TierLimitWindowApplies to
Authenticated5,000 requestsPer hourAll API endpoints (with valid token or session)
Unauthenticated60 requestsPer hourAll API endpoints (no credentials)
Search30 requestsPer minute/api/search/* endpoints
Rate limiting is enforced at the API server using a per-user token-bucket algorithm. Authenticated requests are tracked by user identity. Unauthenticated requests are tracked by client IP address. Search endpoints have their own separate, stricter limit that applies in addition to the general authenticated or unauthenticated limit.

Response Headers

Every API response includes three rate limit headers: 
X-RateLimit-Limit: 5000
X-RateLimit-Remaining: 4999
X-RateLimit-Reset: 1372700873
HeaderDescription
X-RateLimit-LimitMaximum number of requests allowed in the current window
X-RateLimit-RemainingNumber of requests remaining in the current window
X-RateLimit-ResetUTC epoch timestamp (in seconds) when the current window resets
These headers follow the same format used by Gitea and GitHub, so existing tooling that reads rate limit headers will work with JJHub.

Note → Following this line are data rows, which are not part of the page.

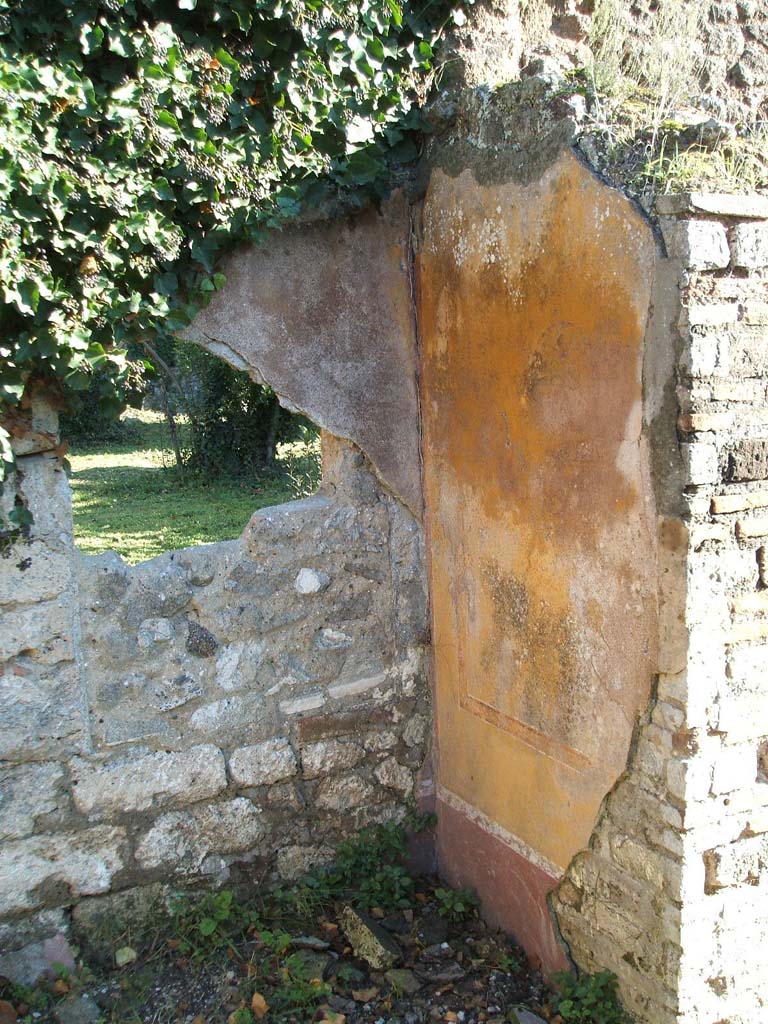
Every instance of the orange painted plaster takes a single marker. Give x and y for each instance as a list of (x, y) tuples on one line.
[(532, 302)]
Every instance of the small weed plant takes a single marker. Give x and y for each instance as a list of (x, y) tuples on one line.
[(368, 870), (206, 925), (456, 904), (591, 998)]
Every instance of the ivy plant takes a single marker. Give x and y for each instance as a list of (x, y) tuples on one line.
[(140, 139)]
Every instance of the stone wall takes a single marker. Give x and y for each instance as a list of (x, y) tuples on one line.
[(226, 712), (673, 892)]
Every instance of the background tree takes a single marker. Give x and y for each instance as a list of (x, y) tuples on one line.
[(139, 139)]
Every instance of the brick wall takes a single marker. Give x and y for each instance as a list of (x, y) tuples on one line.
[(673, 892)]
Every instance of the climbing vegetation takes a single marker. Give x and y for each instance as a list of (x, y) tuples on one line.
[(139, 139)]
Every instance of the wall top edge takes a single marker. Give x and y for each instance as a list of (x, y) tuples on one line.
[(752, 205)]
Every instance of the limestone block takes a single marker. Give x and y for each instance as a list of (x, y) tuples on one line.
[(311, 582), (395, 776), (35, 962), (710, 313), (342, 792), (26, 793), (735, 768), (353, 687), (726, 504), (755, 526), (32, 626), (706, 353), (155, 631), (238, 663), (263, 764), (749, 460), (296, 706), (153, 780), (57, 869), (736, 863), (750, 245), (700, 462), (720, 204), (226, 717), (41, 713), (330, 755), (182, 840), (701, 245), (329, 639), (34, 572), (293, 861)]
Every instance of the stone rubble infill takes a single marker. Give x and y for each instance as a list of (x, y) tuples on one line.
[(450, 972), (369, 940)]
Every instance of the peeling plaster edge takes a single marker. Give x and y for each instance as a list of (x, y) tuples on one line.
[(515, 844), (228, 354)]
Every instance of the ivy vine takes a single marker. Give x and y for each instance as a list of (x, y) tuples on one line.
[(139, 139)]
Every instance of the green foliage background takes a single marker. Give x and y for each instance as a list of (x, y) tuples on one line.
[(139, 139)]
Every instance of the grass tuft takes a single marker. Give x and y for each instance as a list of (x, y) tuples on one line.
[(129, 497)]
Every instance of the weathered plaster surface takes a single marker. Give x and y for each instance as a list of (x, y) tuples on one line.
[(323, 313), (532, 309)]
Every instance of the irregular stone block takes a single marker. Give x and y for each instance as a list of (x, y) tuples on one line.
[(237, 664), (395, 776), (201, 641), (750, 246), (311, 701), (329, 639), (155, 631), (342, 792), (154, 780), (700, 462), (748, 461), (57, 869), (331, 755), (34, 572), (355, 686), (80, 1008), (720, 204), (41, 714), (264, 763), (369, 940), (701, 245), (293, 861), (26, 793), (182, 840), (311, 582), (31, 963), (31, 627)]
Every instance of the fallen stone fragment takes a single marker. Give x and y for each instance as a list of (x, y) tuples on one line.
[(125, 955), (309, 942), (309, 965), (7, 1013), (523, 1016), (259, 1006), (78, 1009), (365, 994), (443, 973), (369, 940), (403, 981)]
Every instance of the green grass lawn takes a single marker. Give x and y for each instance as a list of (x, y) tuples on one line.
[(128, 496)]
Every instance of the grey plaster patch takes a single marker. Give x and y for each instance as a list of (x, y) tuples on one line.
[(301, 312)]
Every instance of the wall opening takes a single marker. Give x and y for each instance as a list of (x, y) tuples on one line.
[(199, 451)]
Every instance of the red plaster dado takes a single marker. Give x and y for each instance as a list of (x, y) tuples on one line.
[(513, 892)]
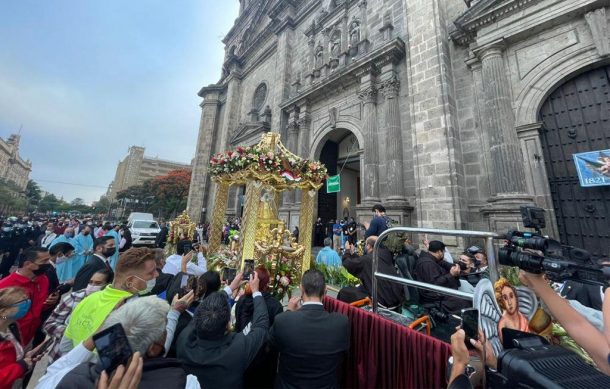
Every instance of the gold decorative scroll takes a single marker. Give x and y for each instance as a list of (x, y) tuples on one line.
[(306, 225), (218, 217), (248, 228)]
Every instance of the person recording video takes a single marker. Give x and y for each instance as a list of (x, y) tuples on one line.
[(593, 341)]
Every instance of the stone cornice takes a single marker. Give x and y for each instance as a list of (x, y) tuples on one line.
[(367, 64), (482, 14), (212, 88)]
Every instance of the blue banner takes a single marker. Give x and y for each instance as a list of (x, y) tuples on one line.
[(593, 168)]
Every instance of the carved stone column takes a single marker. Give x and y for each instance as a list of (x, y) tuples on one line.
[(368, 95), (506, 158), (507, 176), (393, 141), (200, 184), (292, 145)]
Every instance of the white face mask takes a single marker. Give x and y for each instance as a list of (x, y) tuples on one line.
[(150, 284), (92, 289)]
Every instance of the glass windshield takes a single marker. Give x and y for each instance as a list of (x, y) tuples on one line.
[(145, 224)]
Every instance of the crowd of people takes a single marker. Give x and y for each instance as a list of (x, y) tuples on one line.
[(186, 327)]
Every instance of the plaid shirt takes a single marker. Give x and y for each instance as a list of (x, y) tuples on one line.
[(58, 321)]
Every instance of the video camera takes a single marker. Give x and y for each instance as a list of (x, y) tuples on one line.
[(537, 254), (528, 361)]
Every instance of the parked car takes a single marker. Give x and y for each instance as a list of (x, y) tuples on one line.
[(143, 232)]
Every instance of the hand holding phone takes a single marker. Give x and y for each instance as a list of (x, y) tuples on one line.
[(470, 325), (112, 347), (248, 268)]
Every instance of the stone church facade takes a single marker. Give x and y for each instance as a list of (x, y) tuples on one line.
[(452, 113)]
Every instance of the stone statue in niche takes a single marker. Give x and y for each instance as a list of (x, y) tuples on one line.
[(319, 56), (332, 115), (354, 36), (260, 94), (335, 44)]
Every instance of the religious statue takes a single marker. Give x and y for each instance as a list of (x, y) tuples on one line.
[(504, 306), (506, 296), (319, 57), (335, 44), (280, 244), (354, 32)]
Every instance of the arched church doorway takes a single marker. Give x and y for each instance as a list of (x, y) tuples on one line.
[(342, 155), (576, 119)]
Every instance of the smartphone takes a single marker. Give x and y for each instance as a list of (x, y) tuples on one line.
[(228, 274), (63, 288), (248, 268), (470, 324), (43, 347), (112, 347)]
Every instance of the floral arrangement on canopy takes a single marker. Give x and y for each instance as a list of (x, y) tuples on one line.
[(224, 258), (267, 161), (283, 276)]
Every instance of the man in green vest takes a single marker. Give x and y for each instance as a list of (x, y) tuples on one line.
[(135, 274)]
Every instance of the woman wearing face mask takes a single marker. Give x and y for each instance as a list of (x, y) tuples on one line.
[(14, 362), (57, 322), (135, 274)]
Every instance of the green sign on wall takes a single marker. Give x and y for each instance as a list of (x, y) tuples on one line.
[(333, 184)]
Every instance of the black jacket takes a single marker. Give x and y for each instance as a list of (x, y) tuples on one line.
[(312, 343), (429, 269), (262, 371), (390, 294), (221, 363), (93, 265)]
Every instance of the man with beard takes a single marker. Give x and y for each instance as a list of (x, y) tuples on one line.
[(432, 269), (103, 248)]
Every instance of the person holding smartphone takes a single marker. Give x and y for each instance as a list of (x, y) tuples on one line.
[(14, 361)]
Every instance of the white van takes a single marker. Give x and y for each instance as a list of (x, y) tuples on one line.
[(143, 230)]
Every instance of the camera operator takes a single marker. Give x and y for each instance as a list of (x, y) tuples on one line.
[(594, 342)]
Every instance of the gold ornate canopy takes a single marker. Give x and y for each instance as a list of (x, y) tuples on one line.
[(181, 226), (271, 168)]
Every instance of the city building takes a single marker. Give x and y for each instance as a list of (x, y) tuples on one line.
[(137, 168), (12, 167), (452, 113)]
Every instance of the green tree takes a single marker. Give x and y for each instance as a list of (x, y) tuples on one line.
[(77, 202), (50, 203)]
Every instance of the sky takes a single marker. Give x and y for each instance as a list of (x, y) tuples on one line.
[(86, 79)]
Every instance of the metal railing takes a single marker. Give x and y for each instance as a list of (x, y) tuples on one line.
[(489, 250)]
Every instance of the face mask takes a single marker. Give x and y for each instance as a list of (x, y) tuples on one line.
[(92, 289), (23, 308), (149, 285), (109, 252), (42, 269)]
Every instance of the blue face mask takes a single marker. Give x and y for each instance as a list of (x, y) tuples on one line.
[(23, 308)]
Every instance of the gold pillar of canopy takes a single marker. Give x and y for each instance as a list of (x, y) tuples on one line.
[(271, 168)]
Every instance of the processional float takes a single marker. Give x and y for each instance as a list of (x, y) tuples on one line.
[(266, 169)]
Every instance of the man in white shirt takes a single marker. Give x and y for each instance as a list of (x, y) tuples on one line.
[(173, 262)]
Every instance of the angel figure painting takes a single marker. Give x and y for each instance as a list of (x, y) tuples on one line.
[(503, 306), (506, 296)]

Example: Normal Response Headers

curl -i https://api.jjhub.tech/api/user \
  -H "Authorization: Bearer jjhub_your_token"

HTTP/2 200 OK
Content-Type: application/json
X-RateLimit-Limit: 5000
X-RateLimit-Remaining: 4987
X-RateLimit-Reset: 1709741200

Exceeding the Rate Limit

When you exceed the rate limit, the API returns a 429 Too Many Requests response with a Retry-After header indicating how many seconds to wait before making another request. 
HTTP/2 429 Too Many Requests
Content-Type: application/json
X-RateLimit-Limit: 5000
X-RateLimit-Remaining: 0
X-RateLimit-Reset: 1709741200
Retry-After: 3600

{
  "message": "API rate limit exceeded. Please wait before making more requests.",
  "errors": []
}
Do not retry immediately after receiving a 429 response. Use the Retry-After header or X-RateLimit-Reset timestamp to determine when to resume requests.

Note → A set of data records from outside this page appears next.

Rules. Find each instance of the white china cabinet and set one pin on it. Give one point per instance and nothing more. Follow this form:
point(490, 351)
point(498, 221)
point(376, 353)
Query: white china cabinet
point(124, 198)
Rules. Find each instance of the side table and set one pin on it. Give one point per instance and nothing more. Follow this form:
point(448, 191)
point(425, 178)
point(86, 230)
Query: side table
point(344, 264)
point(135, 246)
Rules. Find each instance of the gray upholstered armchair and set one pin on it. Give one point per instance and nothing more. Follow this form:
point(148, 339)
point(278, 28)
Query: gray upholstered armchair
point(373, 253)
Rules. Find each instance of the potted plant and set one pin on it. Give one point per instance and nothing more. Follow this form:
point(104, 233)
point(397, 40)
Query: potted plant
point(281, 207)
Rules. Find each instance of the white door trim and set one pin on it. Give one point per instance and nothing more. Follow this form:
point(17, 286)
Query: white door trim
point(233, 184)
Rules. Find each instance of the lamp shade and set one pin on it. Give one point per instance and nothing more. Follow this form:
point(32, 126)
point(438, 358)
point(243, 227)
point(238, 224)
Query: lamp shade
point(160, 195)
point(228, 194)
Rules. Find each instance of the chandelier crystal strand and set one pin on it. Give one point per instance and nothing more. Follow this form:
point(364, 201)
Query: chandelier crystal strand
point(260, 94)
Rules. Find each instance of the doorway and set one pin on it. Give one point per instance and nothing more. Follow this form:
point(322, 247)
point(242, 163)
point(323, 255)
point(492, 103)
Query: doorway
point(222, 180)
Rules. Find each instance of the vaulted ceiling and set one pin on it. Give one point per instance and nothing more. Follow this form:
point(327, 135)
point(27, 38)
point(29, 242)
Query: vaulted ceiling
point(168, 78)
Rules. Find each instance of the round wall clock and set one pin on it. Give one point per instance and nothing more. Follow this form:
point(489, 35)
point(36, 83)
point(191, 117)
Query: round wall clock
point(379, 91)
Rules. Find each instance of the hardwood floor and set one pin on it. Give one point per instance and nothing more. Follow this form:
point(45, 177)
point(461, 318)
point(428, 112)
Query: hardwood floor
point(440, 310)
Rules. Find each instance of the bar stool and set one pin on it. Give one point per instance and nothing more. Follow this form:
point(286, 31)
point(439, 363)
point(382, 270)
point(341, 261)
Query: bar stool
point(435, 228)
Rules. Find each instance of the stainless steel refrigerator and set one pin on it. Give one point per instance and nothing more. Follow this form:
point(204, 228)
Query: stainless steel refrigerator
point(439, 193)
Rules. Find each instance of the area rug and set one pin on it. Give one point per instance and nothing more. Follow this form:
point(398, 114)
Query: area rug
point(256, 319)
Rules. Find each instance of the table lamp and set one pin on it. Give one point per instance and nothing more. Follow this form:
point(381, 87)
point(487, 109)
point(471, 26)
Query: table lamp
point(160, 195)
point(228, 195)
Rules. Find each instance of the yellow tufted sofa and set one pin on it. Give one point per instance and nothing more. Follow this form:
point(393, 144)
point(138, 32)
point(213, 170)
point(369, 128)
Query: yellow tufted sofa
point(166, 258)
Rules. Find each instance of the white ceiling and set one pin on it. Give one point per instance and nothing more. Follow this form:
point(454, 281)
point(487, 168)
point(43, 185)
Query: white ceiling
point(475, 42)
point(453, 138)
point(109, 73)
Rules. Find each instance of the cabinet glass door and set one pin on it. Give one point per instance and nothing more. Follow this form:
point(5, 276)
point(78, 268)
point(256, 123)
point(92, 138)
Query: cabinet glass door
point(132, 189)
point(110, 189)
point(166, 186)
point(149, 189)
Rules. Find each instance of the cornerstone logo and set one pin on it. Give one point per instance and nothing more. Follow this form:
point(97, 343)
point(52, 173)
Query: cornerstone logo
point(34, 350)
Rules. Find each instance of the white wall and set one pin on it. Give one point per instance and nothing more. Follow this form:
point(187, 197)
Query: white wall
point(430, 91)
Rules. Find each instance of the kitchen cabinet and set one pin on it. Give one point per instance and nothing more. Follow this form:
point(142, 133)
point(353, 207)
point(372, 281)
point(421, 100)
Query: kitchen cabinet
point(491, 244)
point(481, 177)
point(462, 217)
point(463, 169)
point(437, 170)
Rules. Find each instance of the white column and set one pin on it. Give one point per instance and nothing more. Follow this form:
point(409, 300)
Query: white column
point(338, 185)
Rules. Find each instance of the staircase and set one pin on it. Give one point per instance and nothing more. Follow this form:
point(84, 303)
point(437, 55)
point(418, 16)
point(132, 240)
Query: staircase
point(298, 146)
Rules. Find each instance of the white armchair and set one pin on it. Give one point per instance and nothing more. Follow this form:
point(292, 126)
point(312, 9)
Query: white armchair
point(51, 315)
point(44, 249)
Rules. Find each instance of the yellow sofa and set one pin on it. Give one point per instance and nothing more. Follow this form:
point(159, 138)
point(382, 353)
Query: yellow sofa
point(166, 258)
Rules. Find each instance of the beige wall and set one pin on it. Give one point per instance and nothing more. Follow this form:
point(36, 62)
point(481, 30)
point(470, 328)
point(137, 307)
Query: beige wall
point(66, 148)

Checking Your Rate Limit Status

You can check your current rate limit status without consuming a rate limit slot by inspecting the headers on any successful API response: 
curl -s -I https://api.jjhub.tech/api/user \
  -H "Authorization: Bearer jjhub_your_token" \
  | grep X-RateLimit

X-RateLimit-Limit: 5000
X-RateLimit-Remaining: 4987
X-RateLimit-Reset: 1709741200
To convert the X-RateLimit-Reset epoch timestamp to a human-readable time: 
date -d @1709741200    # Linux
date -r 1709741200     # macOS

Best Practices

Use Conditional Requests

Use If-None-Match and If-Modified-Since headers for resources you have already fetched. A 304 Not Modified response does not count against your rate limit. 
curl https://api.jjhub.tech/api/repos/owner/repo \
  -H "Authorization: Bearer jjhub_your_token" \
  -H "If-None-Match: \"abc123\""

Cache Responses Locally

Cache API responses on the client side using the ETag and Last-Modified response headers. This reduces unnecessary requests and keeps you well within your rate limit.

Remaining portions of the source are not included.